Larotrectinib achieved a very impressive objective response rate by investigator assessment; it was 80%. And by central radiologic confirmation, it was 75%. I’d like to underscore the fact that these were responses across different solid tumor types, so it wasn’t limited to 1 histology as we classically see in other clinical trials. These responses were durable, and the median duration of response has not yet been reached as of the last data cutoff. Certainly, many of these patients remain on a therapy several years after they’ve initiated treatment with larotrectinib.

The interesting results from this dataset showed that there was tumor agnostic activity of larotrectinib, meaning it didn’t matter what your cancer looked like under the microscope. As long as your cancer harbors a TRK fusion, you have a proclivity for response to larotrectinib. If you look up the waterfall plot of best objective response to larotrectinib, you’ll see that there were many different tumor types that harbor these fusions but responded nicely to treatment. So, there was no difference based on tumor type.

David S. Hong, MD: Larotrectinib, relative to many of the other small molecule kinases, has shown to be incredibly safe and well tolerated. The most common side effect we’ve seen so far is some increase in the AST (aspartate aminotransferase) and ALT (alanine aminotransferase), fatigue, and some dizziness. Oftentimes, this dizziness actually improves over time while the patients are on study. As the durability data have shown, very few patients have actually come off because of toxicity. The efficacy to date has been fairly remarkable in the sense that not only are these patients responding, those who have NTRK fusions, but the durability of patients on the study has been remarkable, for even a small molecule inhibitor. The longest patient so far, as of the cutoff date of March of 2017, was almost 27 months on study.

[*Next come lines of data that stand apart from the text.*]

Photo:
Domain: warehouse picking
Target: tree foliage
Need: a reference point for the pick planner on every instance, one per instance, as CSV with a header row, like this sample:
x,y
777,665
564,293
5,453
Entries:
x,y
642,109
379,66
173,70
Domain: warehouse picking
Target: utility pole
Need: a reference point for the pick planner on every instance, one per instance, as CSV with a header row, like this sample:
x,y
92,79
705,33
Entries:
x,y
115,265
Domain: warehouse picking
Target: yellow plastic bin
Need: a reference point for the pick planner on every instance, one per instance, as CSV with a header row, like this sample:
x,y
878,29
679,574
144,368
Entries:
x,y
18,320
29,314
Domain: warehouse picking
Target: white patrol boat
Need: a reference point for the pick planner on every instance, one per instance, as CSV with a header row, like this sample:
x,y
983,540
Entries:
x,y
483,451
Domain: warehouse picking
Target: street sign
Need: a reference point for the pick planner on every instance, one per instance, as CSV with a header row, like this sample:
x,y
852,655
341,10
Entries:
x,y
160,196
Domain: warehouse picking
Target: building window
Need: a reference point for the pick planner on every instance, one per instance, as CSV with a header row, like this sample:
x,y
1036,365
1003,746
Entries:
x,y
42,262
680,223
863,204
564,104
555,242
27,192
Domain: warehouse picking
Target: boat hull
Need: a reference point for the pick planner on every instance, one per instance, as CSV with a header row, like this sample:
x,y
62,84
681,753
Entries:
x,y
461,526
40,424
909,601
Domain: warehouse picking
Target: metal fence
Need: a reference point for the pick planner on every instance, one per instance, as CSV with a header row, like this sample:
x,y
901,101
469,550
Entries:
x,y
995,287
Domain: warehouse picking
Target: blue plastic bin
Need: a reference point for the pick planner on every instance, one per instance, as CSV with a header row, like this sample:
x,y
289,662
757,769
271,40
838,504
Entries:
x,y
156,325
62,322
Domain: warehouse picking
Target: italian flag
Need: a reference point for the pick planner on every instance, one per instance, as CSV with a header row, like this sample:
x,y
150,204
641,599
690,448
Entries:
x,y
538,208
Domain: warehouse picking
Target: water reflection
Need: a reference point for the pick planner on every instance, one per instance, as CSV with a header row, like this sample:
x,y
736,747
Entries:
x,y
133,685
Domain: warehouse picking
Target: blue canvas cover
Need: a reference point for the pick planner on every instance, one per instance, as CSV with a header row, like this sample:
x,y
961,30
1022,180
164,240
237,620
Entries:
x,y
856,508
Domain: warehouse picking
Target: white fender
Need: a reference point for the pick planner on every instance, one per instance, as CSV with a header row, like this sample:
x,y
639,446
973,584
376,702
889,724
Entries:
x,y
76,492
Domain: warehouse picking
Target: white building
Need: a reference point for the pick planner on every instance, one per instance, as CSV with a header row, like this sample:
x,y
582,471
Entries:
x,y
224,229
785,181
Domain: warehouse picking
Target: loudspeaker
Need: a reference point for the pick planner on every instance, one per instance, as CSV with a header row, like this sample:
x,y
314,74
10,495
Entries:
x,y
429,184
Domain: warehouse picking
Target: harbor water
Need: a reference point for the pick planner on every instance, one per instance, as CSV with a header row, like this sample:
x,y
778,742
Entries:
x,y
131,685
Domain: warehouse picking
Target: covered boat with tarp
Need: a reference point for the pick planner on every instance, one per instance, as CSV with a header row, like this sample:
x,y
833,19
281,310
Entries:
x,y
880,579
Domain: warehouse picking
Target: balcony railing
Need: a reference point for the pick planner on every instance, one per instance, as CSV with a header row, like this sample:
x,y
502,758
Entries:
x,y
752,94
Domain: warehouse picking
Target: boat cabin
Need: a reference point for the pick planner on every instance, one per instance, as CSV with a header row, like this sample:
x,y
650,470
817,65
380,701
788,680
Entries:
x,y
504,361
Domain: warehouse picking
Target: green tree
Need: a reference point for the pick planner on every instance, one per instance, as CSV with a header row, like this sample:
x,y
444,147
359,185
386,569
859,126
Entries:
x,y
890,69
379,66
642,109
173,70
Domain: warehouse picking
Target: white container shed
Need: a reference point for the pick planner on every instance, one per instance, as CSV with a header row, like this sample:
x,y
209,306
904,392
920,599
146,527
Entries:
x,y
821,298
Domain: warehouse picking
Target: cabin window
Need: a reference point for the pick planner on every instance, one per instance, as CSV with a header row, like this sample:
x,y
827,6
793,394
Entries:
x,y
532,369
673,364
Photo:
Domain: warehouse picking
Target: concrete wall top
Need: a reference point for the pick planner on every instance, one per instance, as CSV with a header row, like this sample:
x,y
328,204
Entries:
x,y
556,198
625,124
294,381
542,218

David Hyman, MD: One of the distinguishing characteristics of the patients that were treated in the larotrectinib program was that this was a population of patients who were refractory, had become refractory to standard-of-care agents for their particular diseases. So, this is a question we get a lot, and we know that larotrectinib was able to generate this robust efficacy in patients who had relapsed on available therapy or for whom there were no standard therapies available based on their tumor type.